This study aimed to develop a healthy eating motivation score and to determine if dietary, lifestyle and activity behaviours vary across levels of motivation to eat a healthy diet with a view to informing health promotion interventions.
A cross-sectional survey of food intake, physical activity, lifestyles and food choice attitudes was conducted in a nationally representative sample of 1262 adults in the Republic of Ireland aged 18 years and over.

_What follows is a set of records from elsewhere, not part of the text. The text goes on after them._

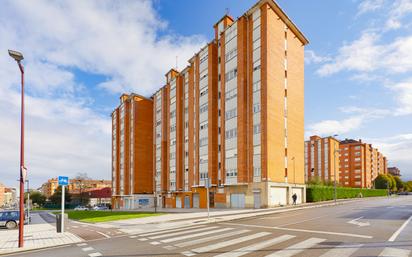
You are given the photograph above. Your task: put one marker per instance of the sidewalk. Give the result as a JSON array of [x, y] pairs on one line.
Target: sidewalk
[[38, 234], [182, 217]]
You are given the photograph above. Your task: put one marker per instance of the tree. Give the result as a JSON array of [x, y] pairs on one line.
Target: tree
[[392, 185], [80, 181], [56, 198], [399, 183]]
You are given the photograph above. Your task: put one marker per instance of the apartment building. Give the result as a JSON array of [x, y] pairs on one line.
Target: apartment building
[[132, 152], [322, 159], [48, 188], [360, 163], [2, 191], [394, 171], [232, 120]]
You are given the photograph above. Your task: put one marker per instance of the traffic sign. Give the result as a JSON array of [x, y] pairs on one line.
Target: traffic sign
[[63, 181]]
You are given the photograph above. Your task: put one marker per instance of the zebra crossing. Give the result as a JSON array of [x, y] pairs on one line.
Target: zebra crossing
[[233, 242]]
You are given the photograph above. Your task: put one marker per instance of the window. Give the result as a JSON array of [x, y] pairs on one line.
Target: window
[[203, 59], [203, 141], [256, 86], [203, 125], [231, 94], [256, 108], [231, 133], [231, 114], [204, 92], [231, 74], [231, 54], [256, 129]]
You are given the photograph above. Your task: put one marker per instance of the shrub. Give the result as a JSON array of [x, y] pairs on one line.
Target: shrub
[[325, 193]]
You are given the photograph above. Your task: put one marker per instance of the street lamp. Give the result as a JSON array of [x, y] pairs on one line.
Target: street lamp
[[18, 57], [334, 176], [294, 170]]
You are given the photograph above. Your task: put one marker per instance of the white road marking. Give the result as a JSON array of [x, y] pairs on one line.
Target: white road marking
[[395, 252], [188, 253], [297, 248], [169, 247], [182, 232], [301, 221], [256, 247], [211, 238], [95, 254], [301, 230], [170, 230], [342, 251], [173, 239], [358, 223], [397, 232], [87, 249], [239, 240], [103, 234]]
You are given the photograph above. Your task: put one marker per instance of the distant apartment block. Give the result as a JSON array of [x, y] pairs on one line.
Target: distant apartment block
[[49, 188], [2, 191], [360, 163], [132, 151], [232, 119], [394, 171], [322, 159]]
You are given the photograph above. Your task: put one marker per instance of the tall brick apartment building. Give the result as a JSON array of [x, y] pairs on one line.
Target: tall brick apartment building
[[360, 163], [234, 117], [322, 159]]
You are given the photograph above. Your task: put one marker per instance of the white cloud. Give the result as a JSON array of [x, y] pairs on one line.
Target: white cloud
[[370, 6], [358, 117], [404, 97], [331, 127], [366, 55], [312, 57], [125, 41]]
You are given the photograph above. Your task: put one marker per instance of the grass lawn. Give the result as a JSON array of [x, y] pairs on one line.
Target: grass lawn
[[103, 216]]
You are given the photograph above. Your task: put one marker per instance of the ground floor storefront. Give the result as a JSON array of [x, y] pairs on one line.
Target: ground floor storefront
[[254, 195]]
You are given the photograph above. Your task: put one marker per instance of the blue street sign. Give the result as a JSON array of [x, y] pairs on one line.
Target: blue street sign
[[63, 181]]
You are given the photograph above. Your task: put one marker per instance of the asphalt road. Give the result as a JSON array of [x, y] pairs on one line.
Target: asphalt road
[[83, 230], [372, 227]]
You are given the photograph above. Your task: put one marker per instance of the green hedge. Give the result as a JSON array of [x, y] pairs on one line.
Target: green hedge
[[324, 193]]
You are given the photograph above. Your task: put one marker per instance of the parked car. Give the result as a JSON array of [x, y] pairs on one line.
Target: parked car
[[81, 208], [100, 208], [10, 219]]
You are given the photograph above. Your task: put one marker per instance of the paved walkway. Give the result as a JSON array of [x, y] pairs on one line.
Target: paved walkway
[[183, 218], [38, 234]]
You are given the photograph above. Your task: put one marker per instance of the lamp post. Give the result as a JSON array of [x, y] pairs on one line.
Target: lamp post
[[294, 170], [334, 164], [28, 201], [18, 57]]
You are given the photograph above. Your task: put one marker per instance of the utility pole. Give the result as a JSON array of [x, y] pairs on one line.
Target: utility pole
[[18, 57]]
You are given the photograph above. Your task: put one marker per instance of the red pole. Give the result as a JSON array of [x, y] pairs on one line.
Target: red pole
[[21, 220]]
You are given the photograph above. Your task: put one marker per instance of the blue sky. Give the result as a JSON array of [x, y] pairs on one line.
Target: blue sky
[[80, 56]]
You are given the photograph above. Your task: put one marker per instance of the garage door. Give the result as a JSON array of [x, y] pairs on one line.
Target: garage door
[[298, 192], [237, 200], [278, 196], [187, 201], [195, 200], [178, 202]]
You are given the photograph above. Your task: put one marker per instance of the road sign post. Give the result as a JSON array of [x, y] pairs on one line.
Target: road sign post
[[207, 185], [63, 181]]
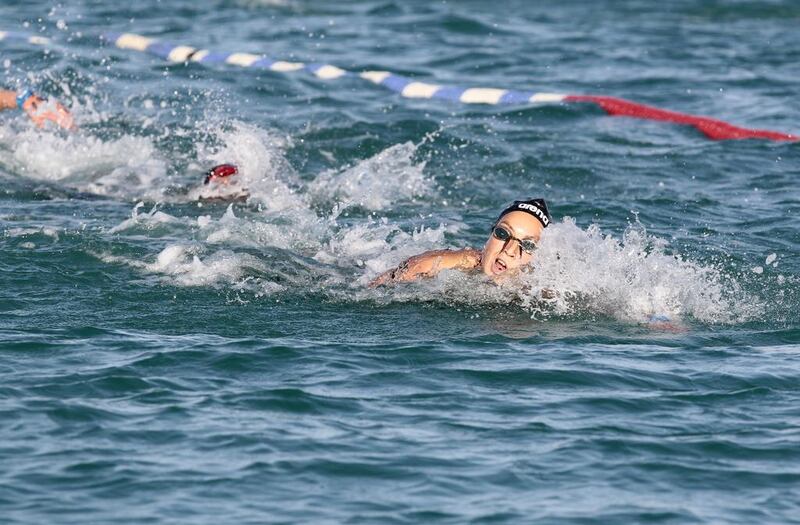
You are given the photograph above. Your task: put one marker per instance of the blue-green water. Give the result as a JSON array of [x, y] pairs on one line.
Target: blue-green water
[[176, 362]]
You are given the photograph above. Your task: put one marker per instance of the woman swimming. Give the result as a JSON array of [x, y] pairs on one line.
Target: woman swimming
[[39, 110], [515, 235]]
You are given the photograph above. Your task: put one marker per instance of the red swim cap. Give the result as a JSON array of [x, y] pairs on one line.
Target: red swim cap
[[220, 172]]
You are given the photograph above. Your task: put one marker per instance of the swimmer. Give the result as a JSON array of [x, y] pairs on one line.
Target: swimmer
[[510, 247], [39, 110], [222, 183]]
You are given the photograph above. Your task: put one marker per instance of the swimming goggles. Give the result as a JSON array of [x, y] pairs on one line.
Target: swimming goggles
[[526, 245]]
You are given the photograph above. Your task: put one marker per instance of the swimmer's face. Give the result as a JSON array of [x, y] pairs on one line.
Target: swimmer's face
[[506, 257]]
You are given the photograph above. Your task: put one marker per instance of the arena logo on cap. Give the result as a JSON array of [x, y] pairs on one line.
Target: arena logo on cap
[[536, 211]]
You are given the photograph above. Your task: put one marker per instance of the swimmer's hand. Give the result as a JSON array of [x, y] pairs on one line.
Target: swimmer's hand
[[429, 264], [402, 273], [41, 111]]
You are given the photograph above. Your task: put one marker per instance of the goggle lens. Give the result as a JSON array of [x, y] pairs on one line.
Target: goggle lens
[[526, 245]]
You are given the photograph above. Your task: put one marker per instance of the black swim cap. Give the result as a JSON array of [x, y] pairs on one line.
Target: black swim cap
[[535, 207]]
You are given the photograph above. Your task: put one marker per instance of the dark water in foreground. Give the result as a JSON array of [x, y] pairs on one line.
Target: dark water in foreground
[[169, 362]]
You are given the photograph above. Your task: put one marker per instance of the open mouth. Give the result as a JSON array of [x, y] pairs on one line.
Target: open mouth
[[498, 266]]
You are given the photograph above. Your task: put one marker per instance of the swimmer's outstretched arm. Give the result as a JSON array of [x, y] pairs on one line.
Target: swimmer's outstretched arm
[[428, 264], [31, 104], [8, 99]]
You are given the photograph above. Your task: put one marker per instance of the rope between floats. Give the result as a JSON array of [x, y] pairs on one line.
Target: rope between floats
[[409, 88]]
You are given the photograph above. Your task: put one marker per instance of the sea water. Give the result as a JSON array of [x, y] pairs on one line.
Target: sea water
[[165, 358]]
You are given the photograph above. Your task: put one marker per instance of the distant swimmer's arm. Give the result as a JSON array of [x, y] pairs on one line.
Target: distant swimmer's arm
[[37, 108], [8, 99], [429, 264]]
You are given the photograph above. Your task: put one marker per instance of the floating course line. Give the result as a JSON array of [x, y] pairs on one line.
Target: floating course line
[[409, 88]]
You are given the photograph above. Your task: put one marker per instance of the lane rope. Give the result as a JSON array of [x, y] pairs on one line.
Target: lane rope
[[409, 88]]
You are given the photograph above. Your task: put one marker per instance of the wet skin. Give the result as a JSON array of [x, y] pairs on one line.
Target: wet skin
[[497, 259]]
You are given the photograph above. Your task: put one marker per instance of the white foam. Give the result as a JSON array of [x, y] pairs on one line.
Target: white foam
[[125, 167], [376, 183], [185, 265], [630, 279], [584, 272]]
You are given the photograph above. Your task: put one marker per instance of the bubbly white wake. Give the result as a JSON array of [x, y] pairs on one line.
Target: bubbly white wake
[[584, 272], [290, 234], [128, 167]]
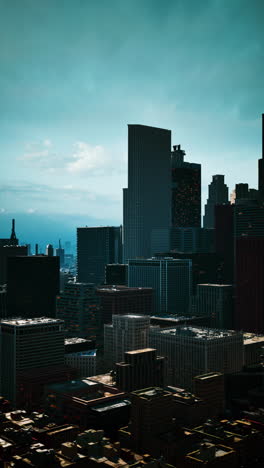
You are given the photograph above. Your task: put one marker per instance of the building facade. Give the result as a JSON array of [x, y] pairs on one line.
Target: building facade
[[83, 361], [193, 351], [96, 247], [171, 280], [186, 190], [216, 301], [28, 344], [127, 333], [32, 286], [118, 300], [147, 200], [218, 195], [140, 369], [79, 307]]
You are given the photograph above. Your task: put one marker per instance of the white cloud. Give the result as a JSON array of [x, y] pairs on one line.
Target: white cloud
[[87, 158]]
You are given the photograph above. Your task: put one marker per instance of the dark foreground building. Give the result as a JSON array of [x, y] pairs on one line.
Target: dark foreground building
[[33, 284]]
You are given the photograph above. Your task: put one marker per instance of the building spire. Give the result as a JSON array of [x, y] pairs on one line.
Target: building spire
[[13, 236], [262, 136]]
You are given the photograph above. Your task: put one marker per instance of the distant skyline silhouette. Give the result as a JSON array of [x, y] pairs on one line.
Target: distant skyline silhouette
[[73, 76]]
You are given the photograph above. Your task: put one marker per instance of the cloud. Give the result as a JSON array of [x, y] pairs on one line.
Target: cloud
[[87, 158]]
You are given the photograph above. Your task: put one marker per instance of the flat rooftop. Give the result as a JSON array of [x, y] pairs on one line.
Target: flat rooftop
[[250, 338], [91, 352], [77, 340], [22, 322], [140, 351], [216, 285], [199, 333]]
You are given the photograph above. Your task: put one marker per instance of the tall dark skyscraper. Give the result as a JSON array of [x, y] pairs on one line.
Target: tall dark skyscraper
[[96, 247], [147, 200], [249, 304], [261, 167], [13, 240], [218, 195], [186, 190], [32, 286]]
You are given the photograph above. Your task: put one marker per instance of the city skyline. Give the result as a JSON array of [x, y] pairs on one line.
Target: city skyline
[[69, 93]]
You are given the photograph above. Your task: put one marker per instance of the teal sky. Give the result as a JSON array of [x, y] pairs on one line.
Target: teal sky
[[74, 73]]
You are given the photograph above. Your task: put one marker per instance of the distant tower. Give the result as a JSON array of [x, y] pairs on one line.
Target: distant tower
[[261, 167], [13, 236], [147, 200], [60, 253], [218, 195], [185, 191], [49, 250]]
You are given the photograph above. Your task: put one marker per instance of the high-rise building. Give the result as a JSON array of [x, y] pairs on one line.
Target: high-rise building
[[216, 301], [13, 240], [193, 351], [60, 253], [261, 167], [206, 266], [28, 344], [224, 240], [127, 333], [141, 369], [96, 247], [116, 273], [171, 280], [32, 286], [192, 240], [147, 200], [218, 195], [248, 219], [83, 361], [49, 250], [151, 414], [122, 300], [186, 190], [6, 252], [249, 291], [79, 307], [210, 388]]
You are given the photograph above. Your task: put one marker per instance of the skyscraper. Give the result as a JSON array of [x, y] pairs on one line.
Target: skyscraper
[[193, 351], [127, 333], [28, 344], [13, 240], [6, 252], [121, 300], [32, 286], [171, 280], [186, 190], [79, 307], [261, 167], [249, 296], [96, 247], [59, 252], [218, 195], [216, 301], [147, 200]]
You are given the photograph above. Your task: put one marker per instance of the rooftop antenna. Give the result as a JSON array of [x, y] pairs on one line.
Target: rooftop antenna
[[13, 236]]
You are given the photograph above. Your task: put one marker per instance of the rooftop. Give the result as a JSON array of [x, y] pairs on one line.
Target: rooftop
[[140, 351], [250, 338], [18, 321], [110, 405], [91, 352], [77, 340], [151, 392], [199, 333]]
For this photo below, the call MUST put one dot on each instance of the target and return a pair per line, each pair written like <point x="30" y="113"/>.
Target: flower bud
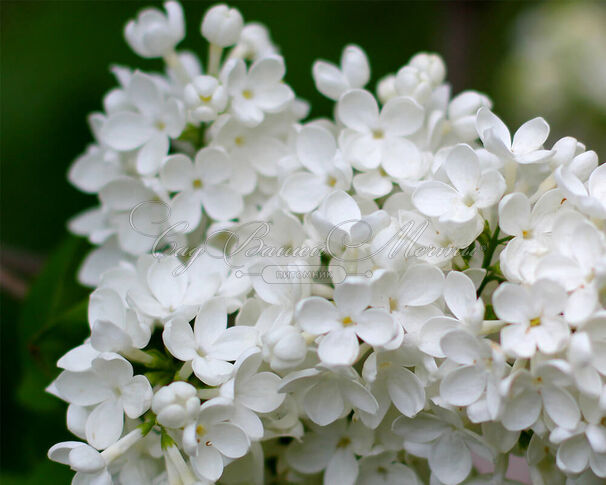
<point x="175" y="404"/>
<point x="155" y="34"/>
<point x="222" y="25"/>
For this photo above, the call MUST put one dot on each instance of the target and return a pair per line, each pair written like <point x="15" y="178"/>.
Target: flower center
<point x="343" y="442"/>
<point x="468" y="201"/>
<point x="393" y="304"/>
<point x="535" y="322"/>
<point x="347" y="321"/>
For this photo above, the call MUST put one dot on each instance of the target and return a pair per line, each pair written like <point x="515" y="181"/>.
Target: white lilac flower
<point x="533" y="318"/>
<point x="205" y="98"/>
<point x="210" y="345"/>
<point x="471" y="190"/>
<point x="257" y="91"/>
<point x="527" y="144"/>
<point x="155" y="34"/>
<point x="342" y="323"/>
<point x="332" y="448"/>
<point x="176" y="405"/>
<point x="375" y="139"/>
<point x="222" y="25"/>
<point x="211" y="438"/>
<point x="111" y="387"/>
<point x="354" y="72"/>
<point x="317" y="150"/>
<point x="374" y="297"/>
<point x="204" y="183"/>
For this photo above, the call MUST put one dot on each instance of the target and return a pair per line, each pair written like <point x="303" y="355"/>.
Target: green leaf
<point x="44" y="471"/>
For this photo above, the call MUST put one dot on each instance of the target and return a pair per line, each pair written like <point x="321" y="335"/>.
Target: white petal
<point x="401" y="116"/>
<point x="463" y="169"/>
<point x="372" y="184"/>
<point x="450" y="459"/>
<point x="267" y="70"/>
<point x="342" y="468"/>
<point x="308" y="456"/>
<point x="573" y="455"/>
<point x="522" y="411"/>
<point x="463" y="386"/>
<point x="178" y="337"/>
<point x="512" y="303"/>
<point x="329" y="80"/>
<point x="208" y="463"/>
<point x="530" y="136"/>
<point x="166" y="284"/>
<point x="339" y="347"/>
<point x="81" y="388"/>
<point x="303" y="191"/>
<point x="274" y="98"/>
<point x="86" y="459"/>
<point x="260" y="393"/>
<point x="561" y="407"/>
<point x="317" y="315"/>
<point x="486" y="120"/>
<point x="316" y="147"/>
<point x="126" y="131"/>
<point x="424" y="428"/>
<point x="212" y="372"/>
<point x="230" y="440"/>
<point x="421" y="285"/>
<point x="402" y="159"/>
<point x="233" y="342"/>
<point x="212" y="165"/>
<point x="355" y="66"/>
<point x="462" y="347"/>
<point x="136" y="396"/>
<point x="460" y="294"/>
<point x="323" y="403"/>
<point x="434" y="198"/>
<point x="491" y="187"/>
<point x="406" y="391"/>
<point x="352" y="298"/>
<point x="177" y="174"/>
<point x="221" y="202"/>
<point x="357" y="109"/>
<point x="514" y="214"/>
<point x="375" y="327"/>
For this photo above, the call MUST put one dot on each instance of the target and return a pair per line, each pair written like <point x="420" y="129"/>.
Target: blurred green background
<point x="54" y="71"/>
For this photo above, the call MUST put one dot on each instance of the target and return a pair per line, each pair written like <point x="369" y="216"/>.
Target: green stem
<point x="493" y="243"/>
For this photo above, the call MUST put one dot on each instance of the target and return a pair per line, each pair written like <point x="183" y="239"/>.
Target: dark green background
<point x="55" y="69"/>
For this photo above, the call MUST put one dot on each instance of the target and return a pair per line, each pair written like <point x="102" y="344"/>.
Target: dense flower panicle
<point x="371" y="299"/>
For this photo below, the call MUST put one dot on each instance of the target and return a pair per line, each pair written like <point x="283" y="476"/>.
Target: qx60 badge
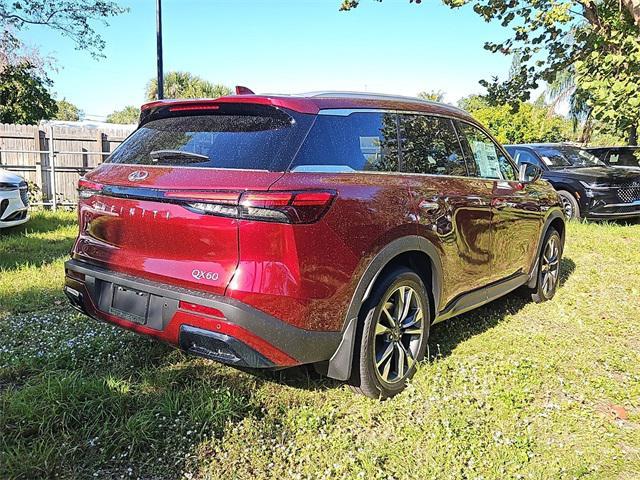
<point x="203" y="275"/>
<point x="138" y="175"/>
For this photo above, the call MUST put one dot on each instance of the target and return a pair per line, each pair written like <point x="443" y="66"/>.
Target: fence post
<point x="38" y="140"/>
<point x="52" y="161"/>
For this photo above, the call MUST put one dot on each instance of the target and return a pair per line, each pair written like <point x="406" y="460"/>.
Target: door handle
<point x="429" y="206"/>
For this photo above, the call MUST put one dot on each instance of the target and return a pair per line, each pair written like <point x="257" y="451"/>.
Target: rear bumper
<point x="212" y="326"/>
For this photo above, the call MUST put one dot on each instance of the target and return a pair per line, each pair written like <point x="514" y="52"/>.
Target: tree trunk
<point x="633" y="136"/>
<point x="634" y="9"/>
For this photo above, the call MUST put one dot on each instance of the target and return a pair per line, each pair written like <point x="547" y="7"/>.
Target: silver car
<point x="14" y="200"/>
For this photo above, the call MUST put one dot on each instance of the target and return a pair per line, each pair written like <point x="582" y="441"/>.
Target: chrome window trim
<point x="500" y="149"/>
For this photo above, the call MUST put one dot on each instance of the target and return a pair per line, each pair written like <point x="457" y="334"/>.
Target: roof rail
<point x="373" y="96"/>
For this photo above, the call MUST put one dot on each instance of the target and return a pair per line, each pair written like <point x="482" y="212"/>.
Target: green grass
<point x="31" y="261"/>
<point x="513" y="390"/>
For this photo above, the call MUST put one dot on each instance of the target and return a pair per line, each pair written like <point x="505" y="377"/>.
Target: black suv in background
<point x="618" y="156"/>
<point x="588" y="187"/>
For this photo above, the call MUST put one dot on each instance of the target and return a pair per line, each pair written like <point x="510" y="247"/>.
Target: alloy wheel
<point x="399" y="330"/>
<point x="550" y="266"/>
<point x="567" y="207"/>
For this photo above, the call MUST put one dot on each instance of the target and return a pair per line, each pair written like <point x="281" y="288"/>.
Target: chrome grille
<point x="630" y="192"/>
<point x="24" y="195"/>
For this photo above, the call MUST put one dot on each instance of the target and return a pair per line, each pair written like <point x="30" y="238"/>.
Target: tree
<point x="599" y="40"/>
<point x="73" y="19"/>
<point x="531" y="123"/>
<point x="24" y="97"/>
<point x="632" y="6"/>
<point x="432" y="95"/>
<point x="186" y="85"/>
<point x="126" y="116"/>
<point x="67" y="111"/>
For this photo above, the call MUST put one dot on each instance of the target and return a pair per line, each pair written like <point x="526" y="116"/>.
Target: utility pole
<point x="159" y="48"/>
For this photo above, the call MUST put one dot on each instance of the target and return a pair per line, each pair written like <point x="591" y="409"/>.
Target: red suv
<point x="330" y="229"/>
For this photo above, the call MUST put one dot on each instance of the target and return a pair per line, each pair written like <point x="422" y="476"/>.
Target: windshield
<point x="259" y="139"/>
<point x="566" y="156"/>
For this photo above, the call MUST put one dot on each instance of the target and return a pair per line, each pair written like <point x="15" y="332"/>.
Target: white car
<point x="14" y="200"/>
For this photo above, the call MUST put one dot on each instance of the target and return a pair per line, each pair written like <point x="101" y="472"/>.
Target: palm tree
<point x="563" y="89"/>
<point x="186" y="85"/>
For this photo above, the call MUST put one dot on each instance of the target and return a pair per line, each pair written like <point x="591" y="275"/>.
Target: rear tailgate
<point x="161" y="207"/>
<point x="132" y="232"/>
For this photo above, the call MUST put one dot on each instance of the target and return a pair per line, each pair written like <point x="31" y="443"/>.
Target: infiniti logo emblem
<point x="138" y="175"/>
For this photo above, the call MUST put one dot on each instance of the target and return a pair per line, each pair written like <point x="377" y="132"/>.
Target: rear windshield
<point x="567" y="156"/>
<point x="624" y="157"/>
<point x="237" y="138"/>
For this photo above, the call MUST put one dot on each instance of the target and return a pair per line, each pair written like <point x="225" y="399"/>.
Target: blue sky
<point x="281" y="46"/>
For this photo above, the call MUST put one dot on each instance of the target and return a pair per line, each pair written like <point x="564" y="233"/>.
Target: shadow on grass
<point x="25" y="244"/>
<point x="40" y="223"/>
<point x="149" y="397"/>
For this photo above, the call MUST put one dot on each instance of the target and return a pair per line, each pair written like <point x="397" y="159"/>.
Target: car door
<point x="516" y="214"/>
<point x="453" y="206"/>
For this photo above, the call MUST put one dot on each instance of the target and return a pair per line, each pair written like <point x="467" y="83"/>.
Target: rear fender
<point x="339" y="366"/>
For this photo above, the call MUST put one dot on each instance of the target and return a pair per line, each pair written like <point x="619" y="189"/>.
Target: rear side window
<point x="488" y="159"/>
<point x="236" y="137"/>
<point x="524" y="156"/>
<point x="625" y="158"/>
<point x="357" y="142"/>
<point x="430" y="145"/>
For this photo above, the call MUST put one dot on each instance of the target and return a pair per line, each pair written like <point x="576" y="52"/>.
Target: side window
<point x="488" y="159"/>
<point x="614" y="158"/>
<point x="524" y="156"/>
<point x="430" y="145"/>
<point x="357" y="142"/>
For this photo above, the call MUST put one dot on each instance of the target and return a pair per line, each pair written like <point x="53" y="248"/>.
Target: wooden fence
<point x="53" y="157"/>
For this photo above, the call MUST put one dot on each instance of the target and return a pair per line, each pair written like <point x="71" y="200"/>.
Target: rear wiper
<point x="187" y="157"/>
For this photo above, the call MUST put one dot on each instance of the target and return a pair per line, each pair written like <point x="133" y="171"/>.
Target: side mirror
<point x="529" y="173"/>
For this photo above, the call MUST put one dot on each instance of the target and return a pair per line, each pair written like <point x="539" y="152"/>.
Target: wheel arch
<point x="413" y="251"/>
<point x="554" y="220"/>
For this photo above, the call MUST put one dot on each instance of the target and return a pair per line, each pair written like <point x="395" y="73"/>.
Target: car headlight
<point x="5" y="187"/>
<point x="596" y="186"/>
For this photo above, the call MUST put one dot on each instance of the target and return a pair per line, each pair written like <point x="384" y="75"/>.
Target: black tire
<point x="548" y="268"/>
<point x="407" y="349"/>
<point x="570" y="205"/>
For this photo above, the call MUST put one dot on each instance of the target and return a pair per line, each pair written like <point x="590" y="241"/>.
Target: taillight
<point x="87" y="189"/>
<point x="284" y="207"/>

Increasing score for health motivation was significantly and positively related to healthy eating and exercise. Women, increasing age, normal BMI, regular exercise and increasing intakes of fruit and vegetables were associated with a higher odds ratio (OR) for having a high healthy eating motivation score. However, despite a high motivation score only 31 % of consumers in the strong motivation group achieved the recommendations for daily fruit and vegetable consumption, while 57 % achieved the fat recommendation. A higher intake of calorie dense foods from the top shelf of the food pyramid and increased time spent watching T.V. was associated with a decreased OR for positive motivation towards healthy eating.
Healthy eating promotions directed at women and older adults should focus on supporting people’s motivations to attain a healthy diet by addressing issues such as dietary self-control and self-regulation. For men and younger adults, healthy eating promotions will need to address the issues underlying their weak attitudes towards healthy eating.